That said I’ve been waving a red flag about this danger with end run attacks and ALL secure messaging apps for longer than Signal has been around. I’ve also indicated how you solve the problem (move the secure end points beyond the communications end points).

But as per usuall people get “Fanboi techno-junkie goggle-eyes that blinker their security vision”. So badly they do not want to see their security is actually “non-existant”. Which whilst it is tough for them it is much much worse for people who mistake the Fanboi “gushing nonsense” as valid security advice, which fairly obviously it is not. The result is I would be fairly sure is the Fanboi nonsense has been responsible for the deaths of people in represive and vindictive regimes…

Ad I keep pointing out,

    If your communications end point is beyond your security end point you don’t have any security and are subject to easy end run attacks.

So peoples “Get wise or die” in lifes jungle, it’s called evolution or “survival of the fittest”, and Fanbois are a “prey species” fit only to be bitten upon savagely by those who hunt to kill, financially or for real.

Rj Brown November 23, 2019 12:59 PM

@vpt: Anyone who runs a vnc server on the internet is asking for trouble unless it runs in a tunnel, such as a port mapped ssh tunnel or other vpn-like arrangement.

SpaceLifeForm November 23, 2019 3:30 PM

@Rj Brown

“Anyone who runs a vnc server on the internet is asking for trouble unless it runs in a tunnel, such as a port mapped ssh tunnel or other vpn-like arrangement.”

No, on the VPN.

Seriously.
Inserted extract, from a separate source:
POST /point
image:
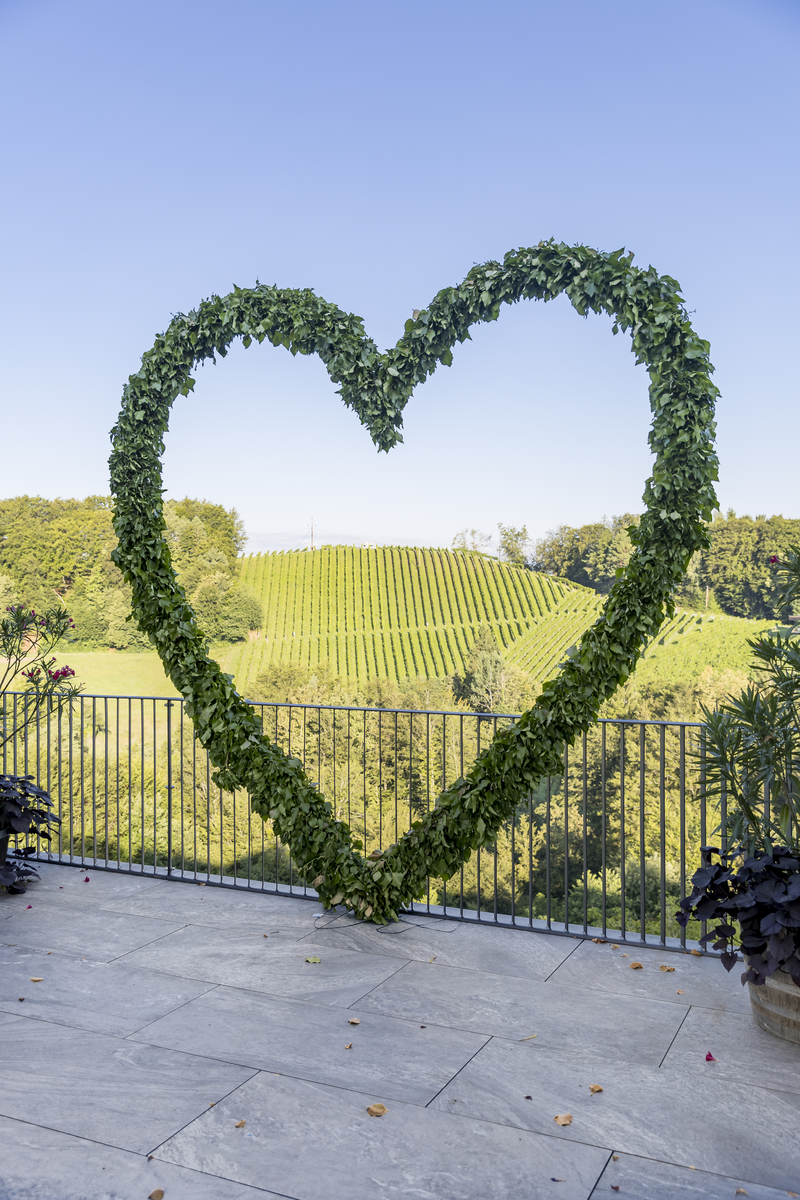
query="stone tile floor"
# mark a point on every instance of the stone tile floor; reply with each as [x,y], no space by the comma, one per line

No VPN. No TOR. Just NO.

And, you are not going to be able to do the port mapping, unless you really, really control the end-points.

Which, in reality, you don’t. MITM.

Did not MITM just come up recently?

Seriously. No VPN. No TOR.

You will stand out.

@Clive can explain this dilemma.

Oh, wait. He has. For decades.

Curious November 24, 2019 5:59 AM

To add to what I wrote:

The authors of the pdf file above, doesn’t simply list things as I alluded to, but apparently discusses various aspects.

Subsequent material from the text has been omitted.